Incident

What is Incident

A Incident is a Kubernetes Custom Resource Definition (CRD). It provides information on notifications sent by Searchlight for alerts.

Incident Spec

As with all other Kubernetes objects, a Incident has apiVersion, kind, and metadata fields. It also has a .spec section.

Below is an example Incident object maintained by Searchlight.

apiVersion: monitoring.appscode.com/v1alpha1
kind: Incident
metadata:
  name: cluster.pod-exists-demo-0.20180428-1109
  namespace: demo
  labels:
    monitoring.appscode.com/alert: pod-exists-demo-0
    monitoring.appscode.com/alert-type: cluster
    monitoring.appscode.com/recovered: true
status:
  lastNotificationType: Recovery
  notifications:
  - type: Problem
    checkOutput: Found 10 pod(s) instead of 11
    author: searchlight-user
    firstTimestamp: 20180428-1109
    lastTimestamp: 20180428-1119
    state: Critical
  - type: Acknowledgement
    checkOutput: Found 10 pod(s) instead of 11
    author: admin
    comment: working on fix
    firstTimestamp: 20180428-1142
    lastTimestamp: 20180428-1142
    state: Critical
  - type: Recovery
    checkOutput: Found all pods
    author: searchlight-user
    firstTimestamp: 20180428-1237
    lastTimestamp: 20180428-1237
    state: Ok

Here,

  • metadata.name represents Incident name with format {host-type}.{alert-name}.{time}
  • metadata.namespace represents Namespace where ClusterAlert is created.
  • metadata.labels provides additional information on Alert and Notification
  • status provides information on notifications
  • status.lastNotificationType represents last type of notification that was sent
  • status.notifications provides list of notifications that were sent

Notification List

Searchlight plugin hyperalert adds notification information in status.notifications when a notification is occurred in Icinga.

Lets see some examples to understand this scenario.

We have an Incident with following status part

status:
  lastNotificationType: Problem
  notifications:
  - type: Problem
    checkOutput: Found 10 pod(s) instead of 11
    author: searchlight-user
    firstTimestamp: 20180428-1109
    lastTimestamp: 20180428-1109
    state: Critical

When there is no existing Incident available, Searchlight creates one. From above, we can see that, a Icinga notification of type Problem has invoked for Critical state. Service output is updated with last Service check output.

If ClusterAlert is set to send notifications on every 5m, more notifications will be invoked with 5m interval. Now every time a notification of type Problem is invoked, Searchlight updates this existing notification information. Following fields are updated:

  • checkOutput
  • lastTimestamp
  • state

Now, suppose, user acknowledges this problem. So another notification of type Acknowledgement is invoked. When notification type is Acknowledgement, a new notification is added in list.

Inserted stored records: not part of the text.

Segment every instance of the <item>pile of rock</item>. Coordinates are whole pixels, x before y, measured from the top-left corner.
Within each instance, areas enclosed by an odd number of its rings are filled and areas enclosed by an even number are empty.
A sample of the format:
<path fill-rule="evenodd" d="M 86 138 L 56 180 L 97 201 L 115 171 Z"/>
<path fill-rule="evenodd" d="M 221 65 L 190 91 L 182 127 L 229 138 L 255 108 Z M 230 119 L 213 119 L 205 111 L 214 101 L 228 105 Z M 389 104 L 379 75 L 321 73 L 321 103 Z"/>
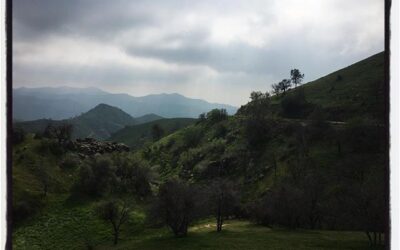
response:
<path fill-rule="evenodd" d="M 113 152 L 128 152 L 129 147 L 123 143 L 97 141 L 94 138 L 76 139 L 74 148 L 79 154 L 95 155 Z"/>

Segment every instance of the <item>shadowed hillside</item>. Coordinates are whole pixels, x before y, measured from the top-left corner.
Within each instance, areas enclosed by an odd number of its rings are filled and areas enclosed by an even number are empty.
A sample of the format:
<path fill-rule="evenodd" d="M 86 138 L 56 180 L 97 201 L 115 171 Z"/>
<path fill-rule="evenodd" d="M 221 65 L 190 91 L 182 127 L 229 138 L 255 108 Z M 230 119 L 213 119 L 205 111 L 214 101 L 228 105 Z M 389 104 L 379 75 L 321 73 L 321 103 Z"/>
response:
<path fill-rule="evenodd" d="M 363 118 L 382 122 L 385 115 L 384 54 L 373 55 L 300 88 L 304 89 L 306 101 L 320 106 L 328 120 Z M 289 102 L 293 92 L 289 90 L 286 98 L 275 97 L 273 103 Z"/>
<path fill-rule="evenodd" d="M 152 129 L 156 125 L 162 130 L 161 136 L 167 136 L 195 122 L 196 119 L 191 118 L 160 119 L 140 125 L 127 126 L 112 134 L 109 140 L 125 143 L 131 148 L 140 148 L 145 143 L 154 140 Z"/>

Following is the latest status of this Incident

status:
  lastNotificationType: Acknowledgement
  notifications:
  - type: Problem
    checkOutput: Found 10 pod(s) instead of 11
    author: searchlight-user
    firstTimestamp: 20180428-1109
    lastTimestamp: 20180428-1119
    state: Critical
  - type: Acknowledgement
    checkOutput: Found 10 pod(s) instead of 11
    author: admin
    comment: working on fix
    firstTimestamp: 20180428-1142
    lastTimestamp: 20180428-1142
    state: Critical

User admin acknowledges this issues with comment working on fix. status.lastNotificationType is updated with last notification type.

To know how to acknowledge, see here.

When this problem is fixed, another notification of type Recovery is invoked. With this notification, this Incident is locked. For furthers incidents, another new Incident object will be created.

This is the final status of this Incident

status:
  lastNotificationType: Recovery
  notifications:
  - type: Problem
    checkOutput: Found 10 pod(s) instead of 11
    author: searchlight-user
    firstTimestamp: 20180428-1109
    lastTimestamp: 20180428-1119
    state: Critical
  - type: Acknowledgement
    checkOutput: Found 10 pod(s) instead of 11
    author: admin
    comment: working on fix
    firstTimestamp: 20180428-1142
    lastTimestamp: 20180428-1142
    state: Critical
  - type: Recovery
    checkOutput: Found all pods
    author: searchlight-user
    firstTimestamp: 20180428-1237
    lastTimestamp: 20180428-1237
    state: Ok

And also, label monitoring.appscode.com/recovered: true is added in label. This represents that, This Incident is recovered.